Although antibiotic usage in food production has become restricted, antibiotic resistance is surprisingly persistent.27 For the IncI1 plasmid identified here, persistence can potentially be explained by the plasmid-containing cells being able to outcompete cells without plasmids even in the absence of antibiotic selection pressure. IncI1 plasmids have been notoriously associated with the spread of multidrug resistance in both human and animal populations.28,29,30,31,32 The mechanisms for their ability to outcompete non-plasmid carrying strains remains unknown. One possibility, however, could be high frequency of conjugal transfer.33 The transmission pattern of Tn21 also provides evidence for frequent transposition during the transmission; Tn21 is identified as a major part of the floating genome.34

Upon sequencing of plasmids from the transconjugants, we also discovered the transmission of a ColEI-like plasmid. This plasmid is known to co-transfer with conjugative plasmids.10,35 The plasmid was also highly prevalent in the stool samples, supporting the high transmission potential. Although the plasmid does not contain antibiotic resistance genes, it has been suggested to be involved in cell division, and regulation of indole production.36

The relatively high frequency of bacteriophage P1 transmission during conjugation also illustrates mobility of this bacteriophage. Bacteriophage P1 was the first transducing bacteriophage discovered, serving as a model organism for HGT for decades.37 Despite extensive investigations, the transmission mechanisms during natural conditions remains unknown. Several attempts on mobilizing wild-type bacteriophages have failed.38 However, in this study we detected a high frequency of concurrent IncI1 plasmid and P1 phage transmission during liquid conjugation, suggesting the co-transfer mechanisms. This is also supported for the SRA searches where bacteriophage P1 showed the highest prevalence for study projects prevalent in IncI1. P1, however, was also detected in study projects where IncI1 plasmids were not detected, suggesting that P1 is not strictly dependent on IncI1 plasmid. Interestingly, P1 showed high levels in a study project involving fecal microbiota transfer (FMT), with the highest levels representing more than 1% of the reads. This may indicate conditions of P1 induction during FMT, and that P1 may affect the efficiency of FMT.39 Similar mechanisms could also potentially explain why a very low amount of P1 was detected in the original stool samples, while a relatively high frequency of P1 was detected for the isolates. For the isolates case, the conditions used for culturing from stool samples could potentially induce P1 transmission during culturing.
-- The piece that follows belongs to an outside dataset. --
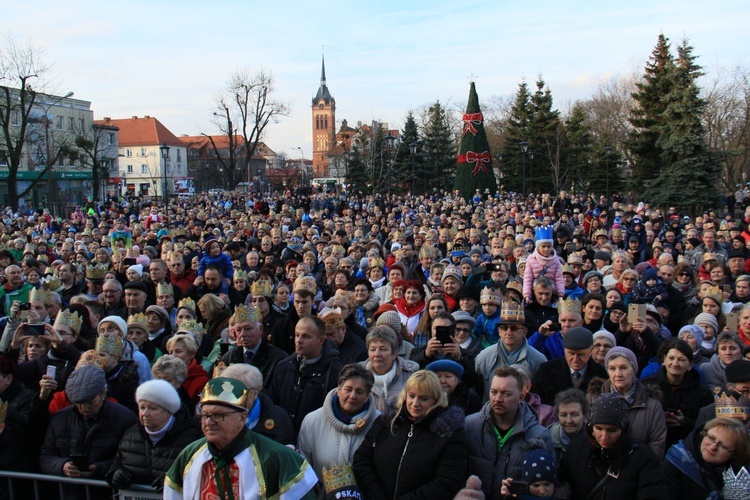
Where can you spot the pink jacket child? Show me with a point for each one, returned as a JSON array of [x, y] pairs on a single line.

The extensive horizontal transmission potential of the preterm infant commensal gut microbiota detected here illustrates the challenges in preventing transmission of antibiotic resistance genes. Likely much of the transmission occurs without antibiotic selection. Thus, given resistance genes that are associated with elements such as the Tn21 transposon and integrons can co-transfer with selfish MGEs (elements that can transmit themselves); this may help explain the persistence of antibiotic resistance, even in the absence of selection pressure by the use of antibacterial agents.
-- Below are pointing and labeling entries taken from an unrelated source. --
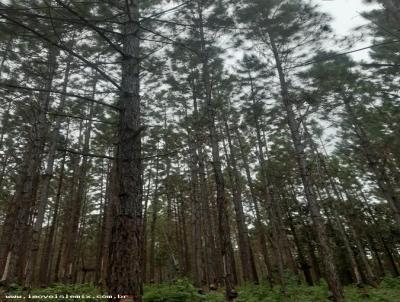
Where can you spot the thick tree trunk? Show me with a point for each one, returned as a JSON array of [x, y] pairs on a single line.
[[153, 224], [45, 188], [17, 221], [125, 266], [261, 229], [246, 253], [226, 250], [72, 239], [304, 169]]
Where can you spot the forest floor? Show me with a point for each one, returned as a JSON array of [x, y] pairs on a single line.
[[183, 291]]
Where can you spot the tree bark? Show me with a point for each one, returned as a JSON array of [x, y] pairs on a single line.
[[125, 264], [323, 243]]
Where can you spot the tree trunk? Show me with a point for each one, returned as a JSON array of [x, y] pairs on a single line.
[[17, 220], [45, 187], [246, 253], [125, 272], [304, 169], [374, 162]]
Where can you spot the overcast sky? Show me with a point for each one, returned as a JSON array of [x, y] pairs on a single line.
[[346, 16]]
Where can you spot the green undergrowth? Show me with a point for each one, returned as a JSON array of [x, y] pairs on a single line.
[[184, 291]]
In conclusion, this study has demonstrated frequent transmission in commensal microbiota as a persistence mechanism, supporting previous in vitro experiments.33 This study therefore provides further support that future strategies to prevent antibiotic resistance transmission should not only target the vectors of transmission, but also the resistance genes and mechanisms of resistance themselves. In particular, Tn21 transposons and IncI1 plasmids should be considered as elements of special importance.

Disclaimer

The views presented in this manuscript do not necessarily reflect those of the U.S. Food and Drug Administration.